[Cite as State v. Mitchell, 2021-Ohio-1252.]
COURT OF APPEALS
MUSKINGUM COUNTY, OHIO
FIFTH APPELLATE DISTRICT
STATE OF OHIO JUDGES:
Hon. W. Scott Gwin, P. J.
Plaintiff-Appellee Hon. John W. Wise, J.
Hon. Patricia A. Delaney, J.
-vs-
Case No. CT2020-0041
JONATHAN M. MITCHELL
Defendant-Appellant OPINION
CHARACTER OF PROCEEDING: Criminal Appeal from the Court of Common
Pleas, Case No. CR2020-0172
JUDGMENT: Affirmed
DATE OF JUDGMENT ENTRY: April 9, 2021
APPEARANCES:
For Plaintiff-Appellee For Defendant-Appellant
RONALD L. WELCH TODD W. BARSTOW
PROSECUTING ATTORNEY 261 West Johnstown Road
TAYLOR P. BENNINGTON Suite 204
ASSISTANT PROSECUTOR Columbus, Ohio 43230
27 North Fifth Street, P.O. Box 189
Zanesville, Ohio 43702-0189
Muskingum County, Case No. CT2020-0041 2
Wise, J.
{¶1} Defendant-Appellant Jonathan M. Mitchell appeals his conviction and
sentence entered in the Muskingum County Court of Common Pleas on three counts of
Aggravated Arson, following a guilty plea.
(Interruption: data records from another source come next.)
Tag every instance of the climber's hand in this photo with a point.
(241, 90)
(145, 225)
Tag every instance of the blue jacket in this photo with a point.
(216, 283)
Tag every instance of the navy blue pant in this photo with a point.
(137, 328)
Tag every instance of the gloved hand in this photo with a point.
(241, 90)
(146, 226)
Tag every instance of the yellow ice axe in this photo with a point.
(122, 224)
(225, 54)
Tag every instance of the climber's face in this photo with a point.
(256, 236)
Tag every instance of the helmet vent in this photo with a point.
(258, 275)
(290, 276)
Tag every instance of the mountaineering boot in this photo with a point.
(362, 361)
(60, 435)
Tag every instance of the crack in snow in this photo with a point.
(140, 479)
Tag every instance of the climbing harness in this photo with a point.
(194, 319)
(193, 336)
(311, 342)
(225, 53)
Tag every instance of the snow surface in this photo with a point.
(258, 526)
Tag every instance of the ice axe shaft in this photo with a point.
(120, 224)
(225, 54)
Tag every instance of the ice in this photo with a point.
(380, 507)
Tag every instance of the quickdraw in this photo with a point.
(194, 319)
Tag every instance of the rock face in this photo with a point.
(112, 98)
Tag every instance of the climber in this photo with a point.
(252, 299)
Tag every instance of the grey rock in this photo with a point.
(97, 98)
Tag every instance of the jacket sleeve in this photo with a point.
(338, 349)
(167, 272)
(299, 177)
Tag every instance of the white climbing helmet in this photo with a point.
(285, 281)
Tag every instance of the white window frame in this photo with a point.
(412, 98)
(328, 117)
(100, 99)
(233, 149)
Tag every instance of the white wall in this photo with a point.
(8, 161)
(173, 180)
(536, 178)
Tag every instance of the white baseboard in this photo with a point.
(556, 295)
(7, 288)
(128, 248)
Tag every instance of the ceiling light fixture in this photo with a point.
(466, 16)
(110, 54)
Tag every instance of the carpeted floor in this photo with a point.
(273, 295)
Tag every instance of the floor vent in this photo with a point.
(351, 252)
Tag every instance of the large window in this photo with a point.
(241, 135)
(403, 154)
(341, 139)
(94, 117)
{¶2} Plaintiff-Appellee is the State of Ohio.
STATEMENT OF THE FACTS AND CASE
{¶3} The relevant facts, as set forth at the plea hearing, and procedural history
are as follows:
{¶4} On March 20, 2020, Appellant Jonathan M. Mitchell's ex-girlfriend, K.E.,
called the Zanesville Police Department to report that Appellant was making threats to kill
both her and himself. She stated that Appellant also threatened to burn down her house.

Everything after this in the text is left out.